Re: Digitometrics

2001-05-25 Thread Tim Brody
> On Thu, 24 May 2001, Tim Brody wrote (about my proposed 2nd criterion for
> evaluation of an eprint archive, which was: 2) its suitability for
> yielding citation data [an 'impact-ranking' criterion?]):
>
> [tb]> One might also add the facility to export "hit" data, as an
> [tb]> alternative criterion (or any other raw statistical data?).
>
> What kind of raw statistical data might be most useful, in the future, for
> 'impact-ranking'?

Perhaps the beginning of the answer lies in what can be measured, then what
can be measured accurately, and lastly what is useful to users.

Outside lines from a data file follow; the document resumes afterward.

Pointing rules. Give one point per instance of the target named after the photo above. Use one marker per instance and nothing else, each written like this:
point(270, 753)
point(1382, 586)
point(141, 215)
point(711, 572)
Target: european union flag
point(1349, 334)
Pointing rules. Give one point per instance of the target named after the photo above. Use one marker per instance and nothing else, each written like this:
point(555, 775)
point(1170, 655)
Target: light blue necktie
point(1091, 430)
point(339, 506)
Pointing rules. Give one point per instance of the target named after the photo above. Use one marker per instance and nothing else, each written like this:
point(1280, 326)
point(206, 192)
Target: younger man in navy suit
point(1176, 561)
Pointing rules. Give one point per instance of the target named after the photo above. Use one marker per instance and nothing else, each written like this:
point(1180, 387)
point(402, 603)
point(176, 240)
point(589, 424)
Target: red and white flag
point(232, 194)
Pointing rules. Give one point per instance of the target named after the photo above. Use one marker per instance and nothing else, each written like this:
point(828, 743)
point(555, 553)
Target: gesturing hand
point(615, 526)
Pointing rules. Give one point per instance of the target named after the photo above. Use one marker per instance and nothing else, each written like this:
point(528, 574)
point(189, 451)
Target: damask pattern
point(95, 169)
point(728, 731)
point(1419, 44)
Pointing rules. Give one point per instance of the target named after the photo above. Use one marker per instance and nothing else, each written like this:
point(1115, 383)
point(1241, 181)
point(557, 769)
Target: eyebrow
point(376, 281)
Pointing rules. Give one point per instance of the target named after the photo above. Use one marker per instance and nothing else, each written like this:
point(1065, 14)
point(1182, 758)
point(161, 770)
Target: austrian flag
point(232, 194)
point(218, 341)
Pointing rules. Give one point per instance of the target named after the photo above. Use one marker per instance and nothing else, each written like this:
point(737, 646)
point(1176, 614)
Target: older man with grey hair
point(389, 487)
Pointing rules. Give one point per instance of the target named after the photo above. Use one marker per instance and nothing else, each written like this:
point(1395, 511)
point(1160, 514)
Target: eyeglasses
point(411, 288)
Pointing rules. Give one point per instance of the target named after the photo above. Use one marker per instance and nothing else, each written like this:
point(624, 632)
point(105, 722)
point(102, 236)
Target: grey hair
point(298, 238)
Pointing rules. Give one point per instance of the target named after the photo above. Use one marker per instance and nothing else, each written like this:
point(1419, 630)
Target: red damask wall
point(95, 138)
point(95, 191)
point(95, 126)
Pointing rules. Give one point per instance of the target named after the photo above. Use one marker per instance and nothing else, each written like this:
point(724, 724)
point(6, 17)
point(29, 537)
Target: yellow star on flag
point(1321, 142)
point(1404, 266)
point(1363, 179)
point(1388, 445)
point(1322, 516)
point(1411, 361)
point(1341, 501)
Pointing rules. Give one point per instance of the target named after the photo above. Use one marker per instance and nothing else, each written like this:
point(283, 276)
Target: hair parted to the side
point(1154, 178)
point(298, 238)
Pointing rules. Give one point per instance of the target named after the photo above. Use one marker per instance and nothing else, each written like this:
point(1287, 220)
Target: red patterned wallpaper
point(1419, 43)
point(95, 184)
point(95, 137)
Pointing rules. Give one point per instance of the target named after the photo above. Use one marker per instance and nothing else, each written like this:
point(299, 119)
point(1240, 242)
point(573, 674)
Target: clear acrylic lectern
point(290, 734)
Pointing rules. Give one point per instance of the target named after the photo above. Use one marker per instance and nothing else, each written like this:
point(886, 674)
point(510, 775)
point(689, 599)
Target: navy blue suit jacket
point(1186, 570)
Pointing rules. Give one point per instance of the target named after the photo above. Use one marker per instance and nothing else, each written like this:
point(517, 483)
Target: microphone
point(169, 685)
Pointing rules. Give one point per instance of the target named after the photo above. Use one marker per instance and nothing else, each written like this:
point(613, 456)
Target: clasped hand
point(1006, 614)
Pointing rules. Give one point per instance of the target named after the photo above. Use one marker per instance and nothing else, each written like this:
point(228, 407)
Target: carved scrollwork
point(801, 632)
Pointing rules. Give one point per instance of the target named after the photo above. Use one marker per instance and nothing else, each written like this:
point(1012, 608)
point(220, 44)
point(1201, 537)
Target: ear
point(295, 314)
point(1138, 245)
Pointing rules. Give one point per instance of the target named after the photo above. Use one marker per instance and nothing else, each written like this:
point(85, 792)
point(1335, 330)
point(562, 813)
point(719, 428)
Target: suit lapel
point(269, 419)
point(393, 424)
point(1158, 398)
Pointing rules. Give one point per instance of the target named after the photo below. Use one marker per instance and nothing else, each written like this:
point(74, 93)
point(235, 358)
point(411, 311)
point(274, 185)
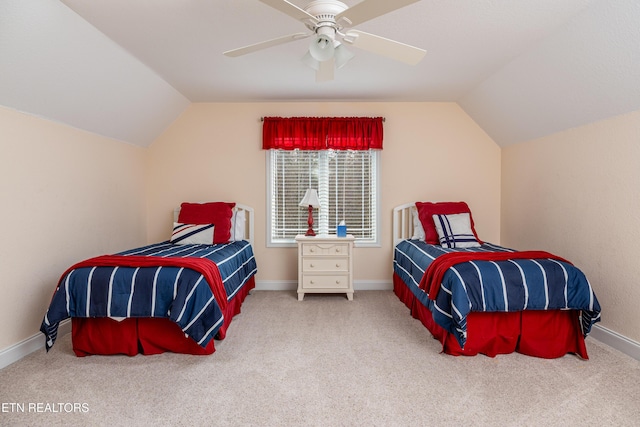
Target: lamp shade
point(310, 198)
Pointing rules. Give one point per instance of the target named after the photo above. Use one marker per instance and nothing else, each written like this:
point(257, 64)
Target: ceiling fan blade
point(290, 9)
point(325, 72)
point(369, 9)
point(265, 44)
point(385, 47)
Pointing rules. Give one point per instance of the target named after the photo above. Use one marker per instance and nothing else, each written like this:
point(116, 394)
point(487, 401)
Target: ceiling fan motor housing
point(325, 12)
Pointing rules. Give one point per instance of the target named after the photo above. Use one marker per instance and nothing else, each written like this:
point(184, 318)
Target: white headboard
point(248, 215)
point(403, 222)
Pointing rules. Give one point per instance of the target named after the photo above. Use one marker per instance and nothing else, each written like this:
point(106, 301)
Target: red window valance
point(322, 133)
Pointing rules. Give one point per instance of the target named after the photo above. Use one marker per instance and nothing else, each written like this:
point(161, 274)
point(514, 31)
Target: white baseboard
point(292, 285)
point(24, 348)
point(613, 339)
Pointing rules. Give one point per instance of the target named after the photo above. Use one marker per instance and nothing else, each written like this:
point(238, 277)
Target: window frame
point(376, 242)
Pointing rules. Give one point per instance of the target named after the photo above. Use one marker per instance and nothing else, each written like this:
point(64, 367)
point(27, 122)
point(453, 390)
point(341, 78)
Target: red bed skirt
point(131, 336)
point(545, 334)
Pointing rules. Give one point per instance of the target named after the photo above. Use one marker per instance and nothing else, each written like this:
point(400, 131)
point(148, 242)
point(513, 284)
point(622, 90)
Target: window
point(347, 184)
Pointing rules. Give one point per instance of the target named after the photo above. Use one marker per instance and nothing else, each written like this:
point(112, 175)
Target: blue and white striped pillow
point(192, 234)
point(454, 231)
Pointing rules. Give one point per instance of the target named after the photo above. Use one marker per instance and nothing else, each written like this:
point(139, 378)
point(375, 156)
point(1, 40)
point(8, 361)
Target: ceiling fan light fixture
point(321, 48)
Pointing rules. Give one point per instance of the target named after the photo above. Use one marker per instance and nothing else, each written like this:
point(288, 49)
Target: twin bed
point(174, 296)
point(178, 296)
point(479, 298)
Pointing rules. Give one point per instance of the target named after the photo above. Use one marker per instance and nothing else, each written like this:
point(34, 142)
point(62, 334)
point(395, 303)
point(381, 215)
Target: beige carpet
point(324, 361)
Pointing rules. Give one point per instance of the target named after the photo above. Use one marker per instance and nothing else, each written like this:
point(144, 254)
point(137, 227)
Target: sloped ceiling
point(126, 69)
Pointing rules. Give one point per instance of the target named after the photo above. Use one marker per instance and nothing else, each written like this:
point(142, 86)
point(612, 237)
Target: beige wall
point(66, 195)
point(432, 151)
point(576, 193)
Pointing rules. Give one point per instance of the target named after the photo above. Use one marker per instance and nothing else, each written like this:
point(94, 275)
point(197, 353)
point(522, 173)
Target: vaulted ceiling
point(126, 69)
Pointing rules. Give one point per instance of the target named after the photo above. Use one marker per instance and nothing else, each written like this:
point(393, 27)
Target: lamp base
point(310, 231)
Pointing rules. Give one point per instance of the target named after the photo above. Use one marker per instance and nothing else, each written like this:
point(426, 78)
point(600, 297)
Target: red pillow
point(217, 213)
point(427, 209)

The first part is (in no particular order): hits, citations, authors,
institutions, countries, dates, and sizes, ...?

> At the arXiv archive, one section of the FAQ section (under Miscellaneous)
> addresses the question: "Why don't you release statistics about paper
> retrieval?".  (See: http://xxx.lanl.gov/help/faq/statfaq).
>
> The short answer provided is: "Such 'statistics' are difficult to assess
> for a variety of reasons".  The longer answer also includes the comments
> that:
> [*snip* accentuates faddishness]
> And,
> [*snip* big brother is watching]

> Thought-provoking comments?

I would say there are better reasons than the two you chose, some of which
mentioned by arXiv. For example, no system administrator would appreciate
someone downloading a paper 1000 times just to up their hits!
Also, as pointed out by arXiv, knowing how little one's research is read or
cited could put a researcher off arXiving all together.

(I provide an example of such statistics from cite-base, but leave it to the
user to decide whether they are useful or not)

All the best,
Tim Brody


Big Brother and Digitometrics

2001-05-25 Thread Stevan Harnad
On Fri, 25 May 2001, Jim Till wrote:

> At the arXiv archive, one section of the FAQ section (under Miscellaneous)
> addresses the question: "Why don't you release statistics about paper
> retrieval?".  (See: http://xxx.lanl.gov/help/faq/statfaq).
>
> The short answer provided is: "Such 'statistics' are difficult to assess
> for a variety of reasons".

So are citation statistics. So?

> "It could be argued perhaps correctly that statistics may provide some
> useful information at least on the relative popularity of submissions,
> since the distributed access and other factors may be subsumable into some
> overall scale factor. But even this information is ambiguous in many
> cases, and publicizing, even when accurate, could merely accentuate
> faddishness in fields already excessively faddish".

Correct. So?

> "Most significantly, however, there is a strong philosophic reason for not
> publicizing (or even saving) these statistics. When one browses in a
> library it is very important (in fact legislated) that big brother is not
> watching through a camera mounted on the wall; for the benefit of readers
> it is very important to maintain in every way possible this sense of
> freedom from monitoring in the electronic realm".

Hit rates do not monitor WHO is hitting X, just HOW MANY are hitting X.